Figure 4 shows the results of our evaluation where each data point represents an average of the MSE over the 10 models trained with the same number of randomly selected training samples, where the vertical bar represents ± 2 standard deviations. The three panels show the results as a function of the number of hidden layers in the networks, i.e., N = 1, 2, or 3. The complete datasets are given in Table S4 of the Supplementary Information. Figure 4 (top) shows that, for each network architecture, without transfer learning, model performance depended strongly on the number of compounds in the training set, with the variability decreasing with increasing training-set size, as expected. The range of minimum MSE achievable using the complete HTB132 data could not be reached with the limited-compound training set. However, using the frozen parameters transferred from the A549 model, optimization of the remaining parameters using the same HTB132 training sets resulted in a marked performance improvement, both in terms of considerably smaller average MSEs and their variability. Even with the smallest training set of 500 compounds, transfer learning resulted in considerably better models than training with all HTB132 compounds without transfer learning. For networks with two or three hidden layers, we transferred parameters for up to three hidden layers, with the results consistently indicating that transfer of the first hidden layer parameters was the most effective. Transferring parameters from additional layers resulted in slightly worse models as judged by the MSE of the test-set compounds. This is most likely due to the presence of more specialized, A549-specific parameters from the A549 growth inhibition DNN model appearing in the second and third hidden layers. Transferring these parameters would not provide any additional benefits to a non A549-specific model, and could instead degrade the prediction performance of the HTB132 model.

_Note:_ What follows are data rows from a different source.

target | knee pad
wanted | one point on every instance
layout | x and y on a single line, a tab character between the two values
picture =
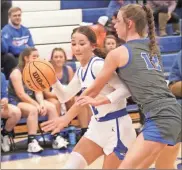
75	161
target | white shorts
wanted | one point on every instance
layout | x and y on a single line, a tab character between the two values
115	135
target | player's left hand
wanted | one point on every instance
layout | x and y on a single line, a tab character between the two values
55	125
85	100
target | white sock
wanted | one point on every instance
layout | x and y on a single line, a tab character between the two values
75	161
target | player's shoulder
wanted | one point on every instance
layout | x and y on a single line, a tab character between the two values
97	62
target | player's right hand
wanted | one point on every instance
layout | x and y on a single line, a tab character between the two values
54	125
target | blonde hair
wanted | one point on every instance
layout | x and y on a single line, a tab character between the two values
25	53
142	17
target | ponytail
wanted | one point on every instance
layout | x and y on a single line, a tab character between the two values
151	33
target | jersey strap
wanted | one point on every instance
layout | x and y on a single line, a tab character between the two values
113	115
96	59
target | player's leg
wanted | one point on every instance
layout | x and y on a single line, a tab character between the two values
56	103
13	116
111	161
84	118
124	135
58	141
167	157
84	153
31	113
142	154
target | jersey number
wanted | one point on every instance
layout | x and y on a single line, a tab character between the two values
154	65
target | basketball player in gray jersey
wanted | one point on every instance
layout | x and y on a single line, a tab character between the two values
137	64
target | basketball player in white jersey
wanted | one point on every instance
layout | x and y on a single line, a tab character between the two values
110	132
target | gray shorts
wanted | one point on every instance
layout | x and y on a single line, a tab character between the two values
163	121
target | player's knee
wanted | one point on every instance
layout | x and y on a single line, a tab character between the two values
75	161
15	112
33	112
51	107
165	165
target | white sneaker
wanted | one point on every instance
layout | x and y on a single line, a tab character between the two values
5	143
34	147
59	143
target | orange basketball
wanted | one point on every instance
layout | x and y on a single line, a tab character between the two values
39	75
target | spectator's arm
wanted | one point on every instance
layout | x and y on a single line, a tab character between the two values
16	79
30	42
70	73
176	88
4	93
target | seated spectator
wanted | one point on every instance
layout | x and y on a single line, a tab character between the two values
163	14
65	73
175	77
10	113
16	36
100	30
115	5
8	61
31	104
111	30
5	6
110	43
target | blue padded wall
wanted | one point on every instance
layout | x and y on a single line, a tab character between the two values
84	4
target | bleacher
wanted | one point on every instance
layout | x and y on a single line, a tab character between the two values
51	24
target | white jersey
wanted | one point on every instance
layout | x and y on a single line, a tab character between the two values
115	89
110	126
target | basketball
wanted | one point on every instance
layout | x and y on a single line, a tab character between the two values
39	75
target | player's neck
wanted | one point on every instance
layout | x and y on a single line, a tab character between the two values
84	62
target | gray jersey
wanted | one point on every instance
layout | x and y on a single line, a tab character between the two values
145	82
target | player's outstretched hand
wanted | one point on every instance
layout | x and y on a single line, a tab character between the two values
84	100
55	125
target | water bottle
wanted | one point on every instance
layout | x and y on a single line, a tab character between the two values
72	135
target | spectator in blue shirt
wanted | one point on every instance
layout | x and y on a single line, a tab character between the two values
11	113
15	38
175	78
115	5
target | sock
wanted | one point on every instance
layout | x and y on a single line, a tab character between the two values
31	138
83	130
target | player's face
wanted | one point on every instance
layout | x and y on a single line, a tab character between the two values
58	59
120	26
15	18
33	56
110	44
81	48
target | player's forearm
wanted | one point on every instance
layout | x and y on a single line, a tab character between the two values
39	97
72	113
26	98
176	89
101	100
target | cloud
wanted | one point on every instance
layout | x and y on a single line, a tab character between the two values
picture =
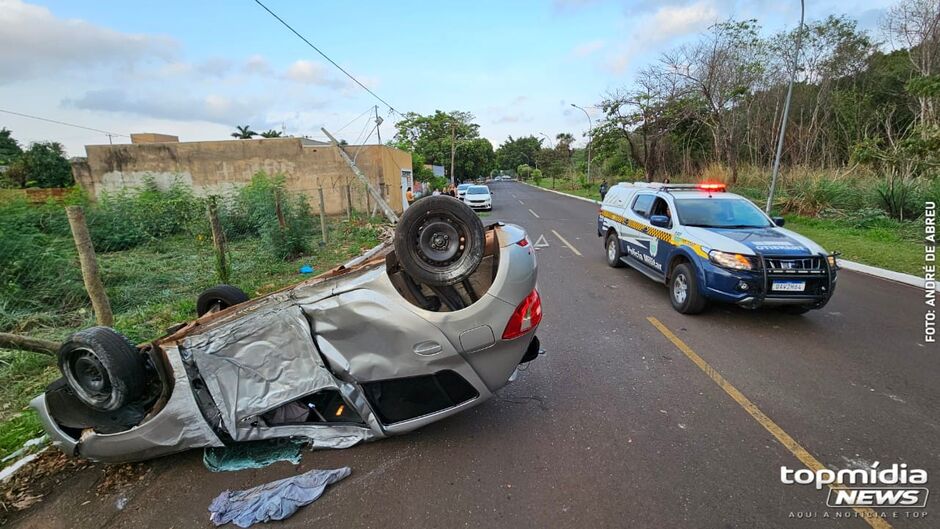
666	23
309	72
257	64
587	48
212	108
34	42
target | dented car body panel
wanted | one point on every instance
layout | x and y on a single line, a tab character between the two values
348	343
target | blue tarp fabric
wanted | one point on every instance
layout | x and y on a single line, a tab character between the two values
254	454
272	501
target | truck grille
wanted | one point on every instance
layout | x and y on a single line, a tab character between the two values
794	265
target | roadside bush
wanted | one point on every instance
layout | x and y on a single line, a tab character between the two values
37	269
253	212
127	219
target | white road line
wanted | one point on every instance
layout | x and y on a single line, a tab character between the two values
568	244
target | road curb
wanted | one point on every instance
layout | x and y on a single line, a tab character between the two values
889	275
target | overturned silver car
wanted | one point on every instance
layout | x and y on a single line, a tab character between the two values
426	327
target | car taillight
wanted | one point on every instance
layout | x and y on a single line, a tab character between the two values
525	318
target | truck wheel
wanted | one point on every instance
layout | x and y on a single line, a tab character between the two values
219	297
102	368
684	291
439	241
613	251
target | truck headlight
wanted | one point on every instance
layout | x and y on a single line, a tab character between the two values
734	261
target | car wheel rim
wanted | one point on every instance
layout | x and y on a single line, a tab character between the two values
89	376
440	242
680	289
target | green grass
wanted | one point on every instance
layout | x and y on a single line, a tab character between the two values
884	243
891	245
152	287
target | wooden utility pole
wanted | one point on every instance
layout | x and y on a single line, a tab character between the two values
386	209
278	209
89	264
453	150
322	215
218	239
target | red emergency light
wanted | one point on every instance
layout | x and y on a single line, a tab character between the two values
711	186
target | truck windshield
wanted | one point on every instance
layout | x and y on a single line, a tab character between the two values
720	213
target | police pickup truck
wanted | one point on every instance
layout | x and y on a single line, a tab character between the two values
706	244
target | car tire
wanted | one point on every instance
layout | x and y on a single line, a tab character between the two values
684	291
218	298
612	245
439	241
102	368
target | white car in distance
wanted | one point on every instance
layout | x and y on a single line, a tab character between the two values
479	197
462	190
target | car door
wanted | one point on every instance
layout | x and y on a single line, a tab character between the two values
641	247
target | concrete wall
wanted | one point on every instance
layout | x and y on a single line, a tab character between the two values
221	167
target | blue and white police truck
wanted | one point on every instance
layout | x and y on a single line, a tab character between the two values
706	244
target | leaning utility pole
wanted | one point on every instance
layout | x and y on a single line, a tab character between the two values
786	111
453	150
386	209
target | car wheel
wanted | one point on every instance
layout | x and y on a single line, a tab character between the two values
102	368
684	291
612	244
219	297
439	241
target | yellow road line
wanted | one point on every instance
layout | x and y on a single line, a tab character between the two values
867	514
568	244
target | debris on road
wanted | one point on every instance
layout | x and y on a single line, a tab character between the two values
272	501
258	454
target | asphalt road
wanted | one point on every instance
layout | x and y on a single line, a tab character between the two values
617	426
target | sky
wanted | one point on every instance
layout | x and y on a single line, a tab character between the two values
198	69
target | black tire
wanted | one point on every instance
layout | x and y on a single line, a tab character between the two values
102	368
796	310
219	297
439	241
612	245
692	302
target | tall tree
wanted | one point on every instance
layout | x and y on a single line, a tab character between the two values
518	151
9	147
244	132
41	165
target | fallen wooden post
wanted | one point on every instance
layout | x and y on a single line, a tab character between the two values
26	343
89	264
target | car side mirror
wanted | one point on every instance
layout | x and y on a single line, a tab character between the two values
660	221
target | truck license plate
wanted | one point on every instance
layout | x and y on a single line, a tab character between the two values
789	286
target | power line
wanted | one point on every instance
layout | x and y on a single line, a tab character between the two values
109	133
294	31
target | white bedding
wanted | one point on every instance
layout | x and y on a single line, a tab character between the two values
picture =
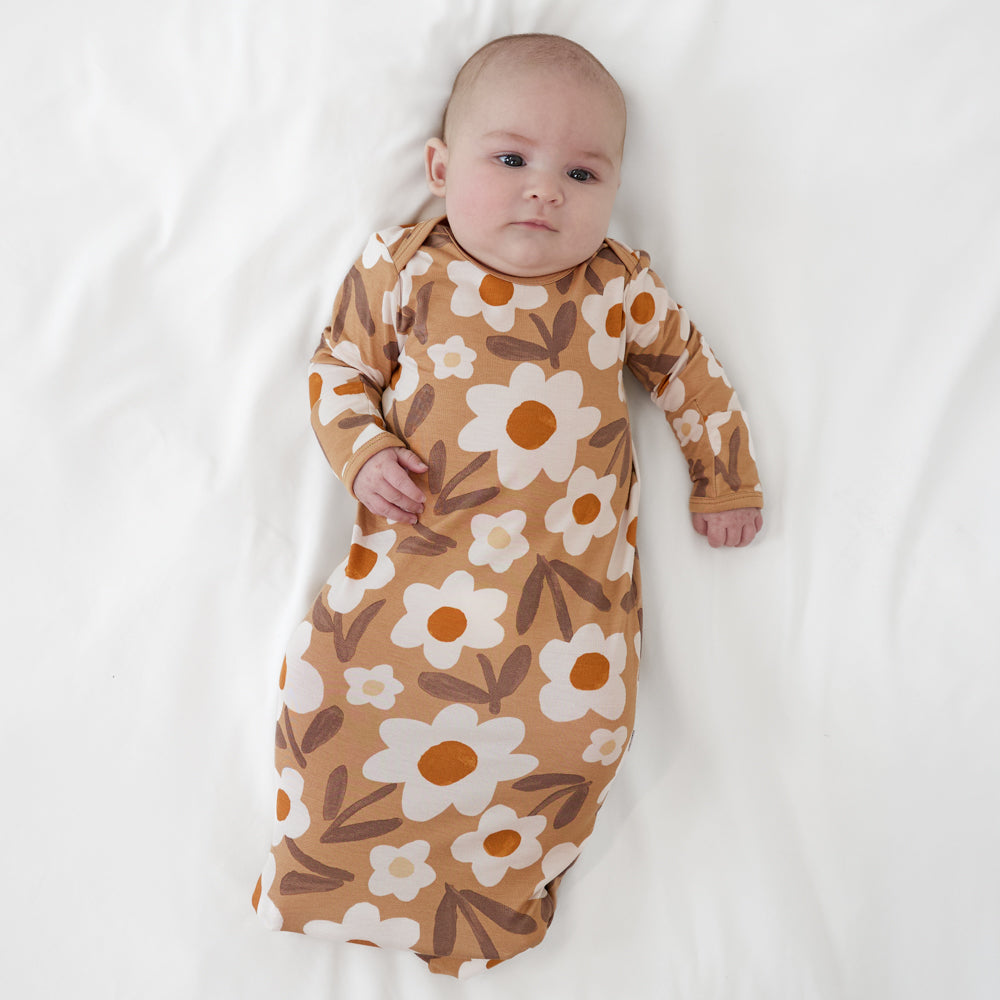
809	810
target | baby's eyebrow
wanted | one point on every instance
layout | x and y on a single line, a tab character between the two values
523	140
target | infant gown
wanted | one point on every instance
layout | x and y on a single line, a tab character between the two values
461	693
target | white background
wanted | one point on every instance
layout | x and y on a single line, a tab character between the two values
810	808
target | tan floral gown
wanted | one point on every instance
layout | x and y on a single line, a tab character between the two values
459	698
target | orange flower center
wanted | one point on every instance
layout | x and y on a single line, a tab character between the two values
284	805
447	624
495	291
643	308
586	509
590	672
531	424
447	762
360	562
502	844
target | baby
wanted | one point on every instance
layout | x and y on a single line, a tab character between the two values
460	696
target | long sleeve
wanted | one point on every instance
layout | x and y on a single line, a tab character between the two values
674	363
355	361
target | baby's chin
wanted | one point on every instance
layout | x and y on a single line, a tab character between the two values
528	257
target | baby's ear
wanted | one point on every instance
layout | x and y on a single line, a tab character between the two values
436	163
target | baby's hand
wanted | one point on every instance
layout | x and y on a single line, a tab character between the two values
729	527
384	486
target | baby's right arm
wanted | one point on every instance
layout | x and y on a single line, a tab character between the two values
384	486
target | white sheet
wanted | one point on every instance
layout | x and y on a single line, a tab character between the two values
809	810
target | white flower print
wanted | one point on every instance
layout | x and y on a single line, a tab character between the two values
533	424
478	292
377	247
646	307
452	358
371	432
403	383
447	619
712	424
337	390
268	913
350	355
502	841
714	368
605	314
399	296
498	541
555	862
291	814
688	427
453	761
367	567
363	922
623	554
400	871
377	687
605	746
300	683
585	513
584	675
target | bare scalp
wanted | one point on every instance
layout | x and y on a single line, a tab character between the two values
531	51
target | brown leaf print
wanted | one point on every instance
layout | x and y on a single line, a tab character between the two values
421	547
360	831
296	883
354	288
445	503
510	920
514	670
584	586
429	544
290	734
486	946
422	404
436	463
513	349
452	689
420	319
531	597
323	728
336	789
346	647
620	432
570	809
316	866
446	923
563	328
697	472
730	474
538	782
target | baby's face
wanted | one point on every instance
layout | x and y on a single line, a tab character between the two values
531	169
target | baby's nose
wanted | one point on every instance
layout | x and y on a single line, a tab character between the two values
545	187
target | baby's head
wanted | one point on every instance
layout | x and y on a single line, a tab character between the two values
530	156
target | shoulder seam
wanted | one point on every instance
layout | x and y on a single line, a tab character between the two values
412	242
625	255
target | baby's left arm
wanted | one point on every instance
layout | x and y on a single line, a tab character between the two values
734	528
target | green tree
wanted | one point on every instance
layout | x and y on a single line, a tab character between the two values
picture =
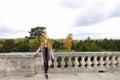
36	33
23	46
8	45
33	44
68	42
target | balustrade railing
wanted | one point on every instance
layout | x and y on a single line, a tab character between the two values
17	63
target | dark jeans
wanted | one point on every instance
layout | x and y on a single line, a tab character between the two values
46	67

Conditions for Transfer-Learning Success and Expected Benefits. The results of transferring parameters from the A549 model to develop an HTB132 model are promising, yielding results that were better than what could be achieved by using the entire HTB132 dataset itself. The benefits can be partially explained by the high correlation and similarity of the assays themselves, i.e., by measuring chemically induced growth inhibition in cell-line cultures. In fact, the pGI₅₀ values of A549 and HTB132 cells were highly correlated with a squared Pearson’s correlation coefficient (r²) of 0.60, as calculated from the 5,532 common compounds tested in both growth inhibition assays. As suggested by Xu et al. that assay correlation might be the key to success of multi-task DNN molecular activity models,⁴¹ we hypothesized that assay correlation may also be an important contributing factor to the success of transfer learning. Trivially, given an assay correlation of 1.0, transfer learning is by definition the optimal choice of weights. To non-trivially test this hypothesis, we need to assess transfer learning across many pairs of datasets with a broad range of inter-assay r² values. Consequently, we selected a number of NCI-60 growth inhibition dataset pairs that included cell lines from different tissue origins and complemented them with additional chemical activity data covering a broad range of inter-assay correlations.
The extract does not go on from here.